In the meantime, some second-year hygiene students at IME claim their graduation date has been moved from April to this month, while others say it has been moved to March, according to news reports. Either way, they are scrambling to finish their lab work in time.

"IME will continue its effort to secure a new accreditation but until then, the Dental Hygiene Program will be suspended indefinitely," Lam's February 7 letter states.

Lam did not respond to requests from seeking comment.

"This spring the first two batches (of dental hygiene students) were to graduate and take their state exams," said the first-year student, noting that she took out a federal loan and also used personal funds to pay the $45,000 tuition. "But now they can't even go take their tests. They invested all their time and money and can't take their tests because this has all been taken away."
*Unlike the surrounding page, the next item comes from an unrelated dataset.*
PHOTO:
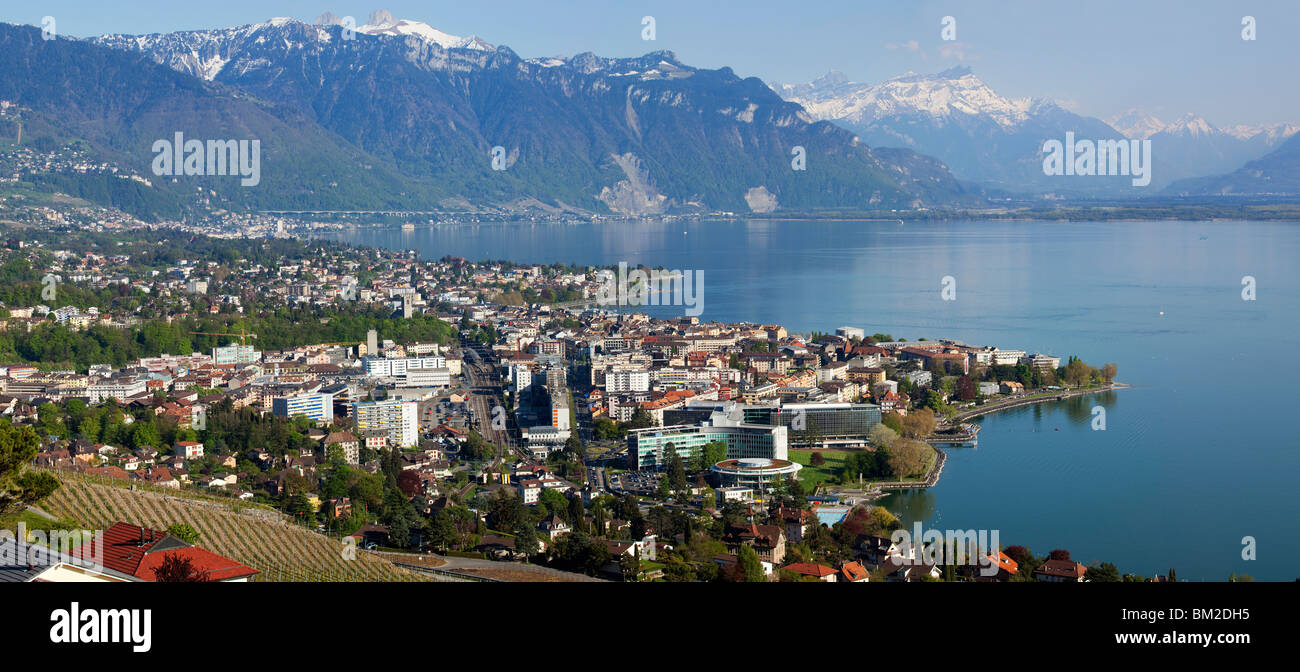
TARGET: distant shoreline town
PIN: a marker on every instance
(445, 417)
In addition to the accreditation issue, IME is being investigated by the U.S. Department of Labor over possible wage and overtime violations and by California regulators who are looking into possible violations of state labor laws at the school. In recent months, the state's Department of Industrial Relations has received five employee complaints alleging that the school owed employees nearly $10,000 in combined back wages, according to a story by the Bay Citizen.

Even so, IME's dental hygiene program remains listed among the "currently approved" programs on the California Department of Consumer Affairs' Bureau for Private Postsecondary Education website. The bureau was established in 2009 to strengthen protections for students at private vocational schools.